Künstliche Intelligenz ist längst nicht mehr nur ein Werkzeug für moderne Texte: Heute „lesen' neuronale Netze mittelalterliche Handschriften und Archivdokumente, die früher Jahre manueller Arbeit von Fachleuten erforderten. Technologien zur Erkennung alter Schrift und zur automatischen Transkription ermöglichen es Forschern, riesige Mengen historischer Quellen in kürzester Zeit zu verarbeiten und geschlossene Archive in zugängliche digitale Speicher zu verwandeln. Dies verändert die Methodologie der historischen und philologischen Wissenschaft grundlegend und verschiebt den Schwerpunkt von der seitenweisen manuellen Analyse hin zur systematischen Untersuchung ganzer Sammlungen.

Architektur der Präzision: Der Wiener Gipfel

Ein Schlüsselergebnis in dieser Richtung war der Gipfel in Wien, organisiert von der Österreichischen Akademie der Wissenschaften (ÖAW) und der Universität Wien mit Unterstützung der Princeton University. Auf der Plattform diskutierten die Experten weniger über einzelne Experimente als über die technische Architektur zukünftiger KI-Systeme für die Arbeit mit historischen Dokumenten. Das erklärte Hauptziel: die absolute Genauigkeit und Zuverlässigkeit automatischer Transkriptionen zu garantieren, damit die Ergebnisse maschinellen Lesens in akademischen Publikationen ohne Risiko systematischer Fehler verwendet werden können.
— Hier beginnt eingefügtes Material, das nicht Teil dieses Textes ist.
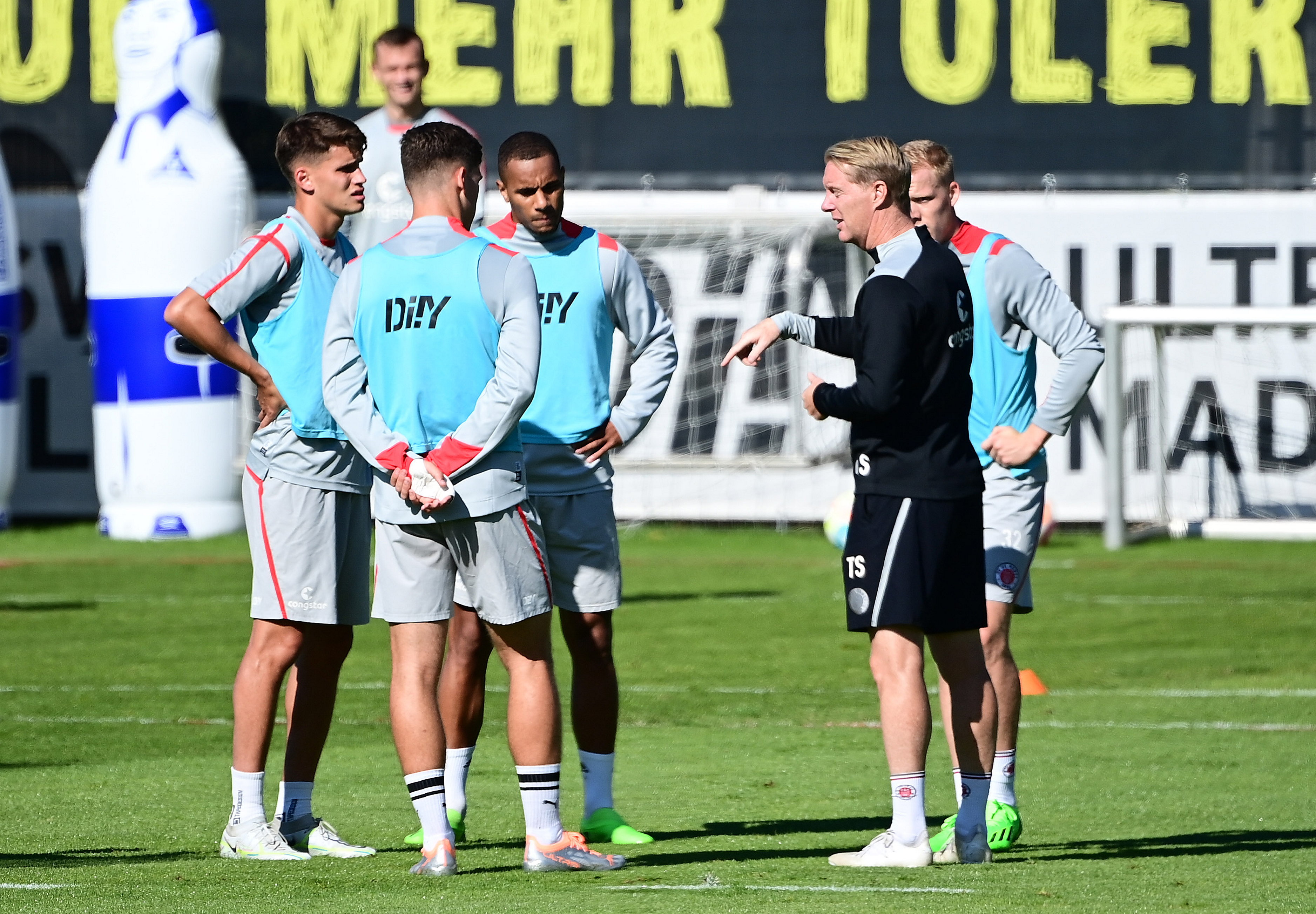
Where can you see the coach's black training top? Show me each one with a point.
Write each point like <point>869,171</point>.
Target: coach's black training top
<point>911,340</point>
Warum mittelalterliche Archive eine „Blackbox' sind

Das Hauptproblem mittelalterlicher Archive liegt in ihrer physischen und linguistischen Komplexität. Ungewöhnliche Wortgraphik, zeitliche Verformung der Materialien, individuelle grafische Merkmale jedes Schreibers und verschwundene Dialekte machten die meisten Dokumente für eine schnelle Untersuchung praktisch unzugänglich. Selbst ein erfahrener Paläograf konnte halberhaltene Buchstaben oft nicht eindeutig entziffern oder den Sinn veralteter Abkürzungen wiederherstellen, was die Arbeit an einer einzelnen Handschrift zu einem jahrelangen Prozess machte.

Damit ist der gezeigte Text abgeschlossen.